No candidate fighting for a position in the Frederick County delegation spent more than Sen. Michael Hough (R-District 4), who spent nearly $100,000 between Aug. 22 and Oct. 21.
Hough’s coffers remain healthy, with more than $25,000 on hand. But the first-term senator spent $24,000 on radio advertisements in an effort to win a second term, according to campaign finance reports. Hough has also infused cash into several other campaigns to help other Republicans earn seats throughout the state.
Hough contributed $46,000 to the Senate Republican Caucus Committee alone. He gave an additional $13,000 to the Frederick County Republican Victory Slate, which came under fire last week for circulating a flyer stating that nearly 60 calls to the county’s 911 call center went unanswered with Jan Gardner (D) as county executive.
Hough’s opponent, Democrat Jessica Douglass, collected $20,325 and spent about $19,000, according to her finance report filing.
Hough brought in more than $28,000 in individual contributions, including two contributions of $2,000 from John Fitzgerald of Fitzgerald Auto Mall, and Dustin Freas of Flagship Rehabilitation in Cumberland.

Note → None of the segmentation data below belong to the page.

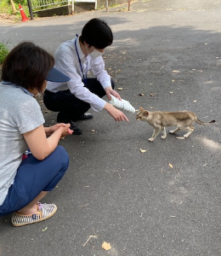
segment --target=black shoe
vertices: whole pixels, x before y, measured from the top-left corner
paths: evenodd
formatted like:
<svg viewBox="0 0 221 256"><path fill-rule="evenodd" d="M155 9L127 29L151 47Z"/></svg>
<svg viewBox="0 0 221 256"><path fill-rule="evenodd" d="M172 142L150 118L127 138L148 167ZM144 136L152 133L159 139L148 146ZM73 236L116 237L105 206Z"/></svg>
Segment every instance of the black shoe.
<svg viewBox="0 0 221 256"><path fill-rule="evenodd" d="M71 131L74 131L72 135L81 135L81 134L82 134L82 131L76 125L75 122L72 122L71 120L65 120L63 122L58 121L58 123L70 124L71 126L69 127L69 129L71 130Z"/></svg>
<svg viewBox="0 0 221 256"><path fill-rule="evenodd" d="M79 120L88 120L88 119L93 119L93 114L91 114L89 113L85 113L81 115Z"/></svg>

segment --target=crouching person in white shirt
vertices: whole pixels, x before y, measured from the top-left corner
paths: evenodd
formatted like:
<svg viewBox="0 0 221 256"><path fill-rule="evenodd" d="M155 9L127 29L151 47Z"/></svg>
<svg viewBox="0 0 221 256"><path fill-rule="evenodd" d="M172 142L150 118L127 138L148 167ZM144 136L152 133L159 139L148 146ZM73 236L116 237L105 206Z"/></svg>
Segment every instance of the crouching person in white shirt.
<svg viewBox="0 0 221 256"><path fill-rule="evenodd" d="M121 100L114 90L114 82L105 70L102 55L113 42L110 26L99 19L90 20L82 28L82 35L63 43L55 51L54 67L71 78L65 83L48 82L43 96L45 106L59 112L58 123L70 123L74 135L82 134L76 121L89 119L86 112L92 108L98 112L105 109L116 121L128 121L126 115L102 99L113 95ZM88 78L88 71L95 78Z"/></svg>

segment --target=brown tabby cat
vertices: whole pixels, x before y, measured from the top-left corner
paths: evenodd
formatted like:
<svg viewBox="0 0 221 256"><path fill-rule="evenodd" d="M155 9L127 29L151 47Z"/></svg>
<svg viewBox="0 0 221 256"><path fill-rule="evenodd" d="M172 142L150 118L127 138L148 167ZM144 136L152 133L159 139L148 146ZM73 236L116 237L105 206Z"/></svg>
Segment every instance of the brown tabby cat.
<svg viewBox="0 0 221 256"><path fill-rule="evenodd" d="M207 125L215 122L215 120L208 123L202 122L197 119L195 113L190 111L150 112L142 108L139 108L136 119L146 121L154 127L154 133L148 139L149 142L152 142L160 131L162 131L162 138L165 139L167 137L166 126L177 126L174 131L170 131L169 133L175 133L179 130L187 131L188 132L184 135L184 137L188 137L194 131L193 124L195 122L201 125Z"/></svg>

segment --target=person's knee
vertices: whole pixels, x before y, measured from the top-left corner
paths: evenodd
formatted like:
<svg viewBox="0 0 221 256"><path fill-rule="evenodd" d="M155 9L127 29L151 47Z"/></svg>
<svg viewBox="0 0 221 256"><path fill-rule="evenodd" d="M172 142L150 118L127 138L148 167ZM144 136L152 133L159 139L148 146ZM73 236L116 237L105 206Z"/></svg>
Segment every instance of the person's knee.
<svg viewBox="0 0 221 256"><path fill-rule="evenodd" d="M69 166L69 156L66 150L61 147L58 146L53 152L54 160L57 160L63 168L68 168Z"/></svg>
<svg viewBox="0 0 221 256"><path fill-rule="evenodd" d="M111 82L111 87L112 87L112 89L115 89L115 82L114 82L114 80L112 79L110 79L110 82Z"/></svg>

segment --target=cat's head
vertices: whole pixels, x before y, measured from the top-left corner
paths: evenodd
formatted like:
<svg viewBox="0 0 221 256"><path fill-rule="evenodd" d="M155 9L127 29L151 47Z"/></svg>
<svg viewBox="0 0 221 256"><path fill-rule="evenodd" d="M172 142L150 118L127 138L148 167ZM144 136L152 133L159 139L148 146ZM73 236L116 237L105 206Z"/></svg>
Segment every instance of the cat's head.
<svg viewBox="0 0 221 256"><path fill-rule="evenodd" d="M136 119L137 120L146 120L148 115L149 115L149 112L140 107L139 110L136 115Z"/></svg>

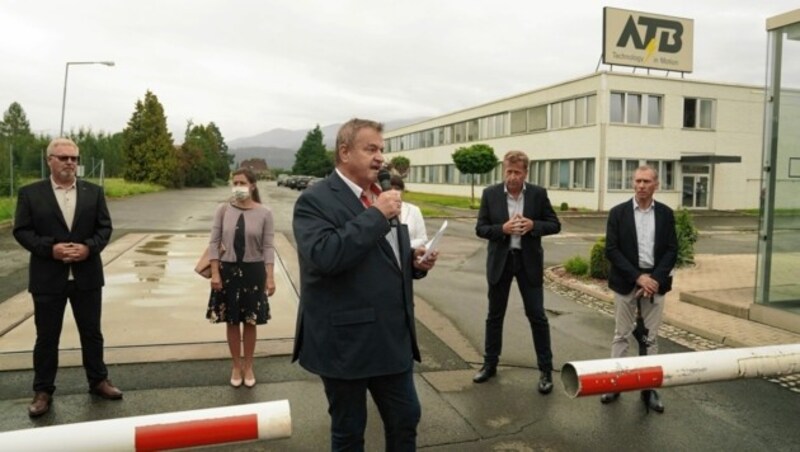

Fox Rothschild LLP, a law firm in Philadelphia, and The Presidential Coalition LLC, a PAC that is registered as an arm of Citizens United, also contributed $2,000 each to Hough’s campaign.
The Presidential Coalition LLC also made a significant contribution to Craig Giangrande, who is running against Sen. Ron Young (D-District 3) for his seat. The District 3 Senate race is viewed around the state as one of the most hotly contested, and the candidates have the spending to prove it. The two have spent more than $96,000 combined in the last two months, much of which has funded attack ads against each other.
Giangrande, who has loaned himself more than $85,000 for his campaign, pumped $28,000 into funding TV ads attacking Young’s record in the Senate. Young responded in kind by spending approximately $27,000 to send out mailers to voters. Young also contributed about $9,000 to other Democratic candidates.
Republicans have also outspent Democrats in each of the races for House of Delegates, as they try to maintain control of the state delegation. Delegate William Folden (R-District 3B) spent big in his re-election bid. He spent more than $35,000 in this reporting period, about $27,000 of which went to printing brochures and campaign materials, according to his campaign finance report.
While Folden’s opponent, Democrat Ken Kerr, raised more during the same time frame, Kerr only spent about $1,600, according to his finance report. Kerr, who is currently on the Frederick County Board of Education, has $25,558.70 on hand, according to his campaign finance report.
Mike Bowersox, a candidate for House of Delegates District 3A, outspent both of his opponents, incumbents Carol Krimm and Karen Lewis Young, combined. Bowersox used $29,000 for a last-minute mailing rush in an effort to unseat one of the two Democrats.
Early voting continues through Thursday, and Election Day is Nov. 6.